Jean-Michel Aulas, président de l’Olympique Lyonnais, a tenu à saluer dans un entretien pour l’Équipe, la résistance de Nasser Al Khelaïfi, président du Paris Saint-Germain, concernant sa défense contre le projet de la Super League. Il a aussi félicité la positon du président du Bayern Munich, Karl Heinz Rummenigge. Il ne s’attendait pas à ce que le projet s’effondre aussi rapidement. 

Aulas « La position de Nasser m’a beaucoup aidé »

“La position de Nasser m’a beaucoup aidé. J’ai été irrité en son temps par la manière et les moyens mis en œuvre par le PSG. Mais à partir du moment où Nasser résistait plus que tous les autres, ça démontrait qu’il fallait suivre le train UEFA et PSG. J’ai appelé mon associé principal, Jérôme Seydoux (coactionnaire).

Aulas « J’ai été très étonné de voir ce château de cartes s’effondrer aussi vite qu’il est apparu. »

On a eu une longue conversation lundi matin, où l’on a décidé de faire front uni.

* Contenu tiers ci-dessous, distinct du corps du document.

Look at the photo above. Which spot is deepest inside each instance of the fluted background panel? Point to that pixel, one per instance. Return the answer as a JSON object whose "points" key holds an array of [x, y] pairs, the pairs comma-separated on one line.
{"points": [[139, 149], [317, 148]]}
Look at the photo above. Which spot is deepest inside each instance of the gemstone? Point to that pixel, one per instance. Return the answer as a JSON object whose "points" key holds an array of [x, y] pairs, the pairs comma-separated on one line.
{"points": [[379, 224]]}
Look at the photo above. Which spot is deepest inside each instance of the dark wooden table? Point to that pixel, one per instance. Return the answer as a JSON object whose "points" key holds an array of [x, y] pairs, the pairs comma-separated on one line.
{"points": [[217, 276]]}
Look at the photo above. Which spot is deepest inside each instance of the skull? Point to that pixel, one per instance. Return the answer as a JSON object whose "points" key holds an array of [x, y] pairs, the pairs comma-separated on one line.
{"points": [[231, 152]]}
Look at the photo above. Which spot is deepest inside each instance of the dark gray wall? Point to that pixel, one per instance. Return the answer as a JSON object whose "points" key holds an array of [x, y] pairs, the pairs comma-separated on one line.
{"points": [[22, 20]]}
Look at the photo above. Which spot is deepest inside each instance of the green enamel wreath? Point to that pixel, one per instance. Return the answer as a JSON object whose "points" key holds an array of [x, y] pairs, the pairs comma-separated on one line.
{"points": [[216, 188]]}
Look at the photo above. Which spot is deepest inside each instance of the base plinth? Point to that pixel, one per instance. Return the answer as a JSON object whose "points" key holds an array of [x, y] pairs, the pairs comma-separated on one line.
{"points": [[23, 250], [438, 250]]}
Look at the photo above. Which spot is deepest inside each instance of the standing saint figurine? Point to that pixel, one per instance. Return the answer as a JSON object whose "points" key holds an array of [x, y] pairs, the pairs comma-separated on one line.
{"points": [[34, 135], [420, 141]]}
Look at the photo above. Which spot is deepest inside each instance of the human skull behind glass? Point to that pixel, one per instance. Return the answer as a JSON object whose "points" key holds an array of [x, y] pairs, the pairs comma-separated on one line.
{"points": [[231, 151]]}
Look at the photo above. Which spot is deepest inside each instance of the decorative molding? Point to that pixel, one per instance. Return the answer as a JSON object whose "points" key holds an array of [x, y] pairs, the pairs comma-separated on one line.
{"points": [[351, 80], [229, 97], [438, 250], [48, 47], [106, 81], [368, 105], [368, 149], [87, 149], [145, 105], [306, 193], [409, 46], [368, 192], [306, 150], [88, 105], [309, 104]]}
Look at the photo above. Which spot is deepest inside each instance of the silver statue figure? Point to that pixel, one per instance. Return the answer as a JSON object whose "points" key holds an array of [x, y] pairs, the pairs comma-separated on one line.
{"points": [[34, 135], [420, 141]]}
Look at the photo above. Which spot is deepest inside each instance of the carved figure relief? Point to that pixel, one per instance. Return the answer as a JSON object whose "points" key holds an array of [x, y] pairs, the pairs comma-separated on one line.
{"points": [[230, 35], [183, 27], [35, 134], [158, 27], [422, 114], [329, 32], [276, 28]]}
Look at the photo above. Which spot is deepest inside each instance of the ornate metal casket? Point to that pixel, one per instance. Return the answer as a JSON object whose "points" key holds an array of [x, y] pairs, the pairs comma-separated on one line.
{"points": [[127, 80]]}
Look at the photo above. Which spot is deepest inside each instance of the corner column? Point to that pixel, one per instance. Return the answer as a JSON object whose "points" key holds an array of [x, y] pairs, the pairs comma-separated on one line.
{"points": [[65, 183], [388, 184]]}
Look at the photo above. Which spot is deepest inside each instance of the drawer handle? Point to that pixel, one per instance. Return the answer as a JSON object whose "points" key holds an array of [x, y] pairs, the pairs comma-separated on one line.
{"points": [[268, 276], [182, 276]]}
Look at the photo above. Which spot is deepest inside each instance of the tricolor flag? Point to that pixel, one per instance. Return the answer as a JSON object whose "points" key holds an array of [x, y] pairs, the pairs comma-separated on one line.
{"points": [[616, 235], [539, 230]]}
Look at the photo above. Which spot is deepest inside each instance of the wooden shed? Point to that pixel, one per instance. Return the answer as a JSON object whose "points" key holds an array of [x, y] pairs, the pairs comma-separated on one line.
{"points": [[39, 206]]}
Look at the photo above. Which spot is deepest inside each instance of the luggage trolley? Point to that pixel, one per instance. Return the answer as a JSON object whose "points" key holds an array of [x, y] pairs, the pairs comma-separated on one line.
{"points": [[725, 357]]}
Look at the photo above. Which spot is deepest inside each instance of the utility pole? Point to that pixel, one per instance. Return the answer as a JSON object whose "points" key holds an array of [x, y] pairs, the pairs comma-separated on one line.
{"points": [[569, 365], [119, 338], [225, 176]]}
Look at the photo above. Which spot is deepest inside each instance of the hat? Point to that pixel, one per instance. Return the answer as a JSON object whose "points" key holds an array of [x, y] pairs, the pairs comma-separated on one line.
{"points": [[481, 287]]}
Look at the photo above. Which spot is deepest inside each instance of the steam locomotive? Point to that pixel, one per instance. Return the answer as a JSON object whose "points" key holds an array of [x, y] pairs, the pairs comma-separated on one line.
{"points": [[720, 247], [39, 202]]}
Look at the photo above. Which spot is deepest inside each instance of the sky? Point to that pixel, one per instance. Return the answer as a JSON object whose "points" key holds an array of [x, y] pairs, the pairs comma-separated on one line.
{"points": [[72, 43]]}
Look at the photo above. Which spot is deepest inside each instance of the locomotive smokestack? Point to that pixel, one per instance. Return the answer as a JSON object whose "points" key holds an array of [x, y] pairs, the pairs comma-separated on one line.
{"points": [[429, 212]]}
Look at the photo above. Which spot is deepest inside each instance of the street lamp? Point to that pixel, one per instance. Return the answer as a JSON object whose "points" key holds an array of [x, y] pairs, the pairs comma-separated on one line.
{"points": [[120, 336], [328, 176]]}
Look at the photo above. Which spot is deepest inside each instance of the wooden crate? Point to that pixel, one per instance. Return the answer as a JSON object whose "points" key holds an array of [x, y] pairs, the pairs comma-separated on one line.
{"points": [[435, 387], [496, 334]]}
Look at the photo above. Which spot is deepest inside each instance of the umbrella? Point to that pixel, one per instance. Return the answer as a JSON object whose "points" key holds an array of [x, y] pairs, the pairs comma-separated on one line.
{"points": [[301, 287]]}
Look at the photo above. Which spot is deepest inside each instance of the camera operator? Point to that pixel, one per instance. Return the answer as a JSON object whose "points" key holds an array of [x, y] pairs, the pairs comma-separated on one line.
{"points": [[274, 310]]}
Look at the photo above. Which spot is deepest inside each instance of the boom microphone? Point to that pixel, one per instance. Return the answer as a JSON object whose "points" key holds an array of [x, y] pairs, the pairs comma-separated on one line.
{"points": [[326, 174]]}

D’ailleurs, le président de l’UEFA, en plein congrès, a dit qu’il appréciait la résistance de Nasser pour le PSG, de moi-même pour l’OL, et du Bayern, des clubs qui n’ont pas suivi en dépit des montants considérables qui étaient en jeu. […] J’ai été très étonné de voir ce château de cartes s’effondrer aussi vite qu’il est apparu. »

Jean-Michel Aulas, en a t-il fini avec ses critiques répétées envers le PSG ? Il est clair que le soutien d’Al Khelaïfi envers l’UEFA et plus généralement de tous les plus petits clubs a marqué les esprits. Il devient une forte personnalité de confiance aux yeux des instances et le PSG a gagné en crédibilité dans cette histoire. Aulas ne peut pas dire le contraire et tente de resserrer les liens distendus par des années de critiques. Il se félicite que des gros clubs comme le Bayern Munich où le PSG aient réussis à ne pas céder à l’appât du gain. 

Les valeurs dans le football sont importantes et le football avait beaucoup à perdre. Mais comme en politique, on peut aussi noter que ces clubs anti-Super League ont eu le nez creux, car la mutinerie s’est arrêtée aussi vite qu’elle est apparue. Les lendemains vont être difficiles chez certains clubs qui se sont grillés les ailes et les acteurs du football européen a beaucoup à apprendre sur ce qu’il s’est passé. Il s’agira désormais d’œuvrer tous dans le même sens pour faire grandir ce football, mais désormais les gouvernants ont quelque peu changé.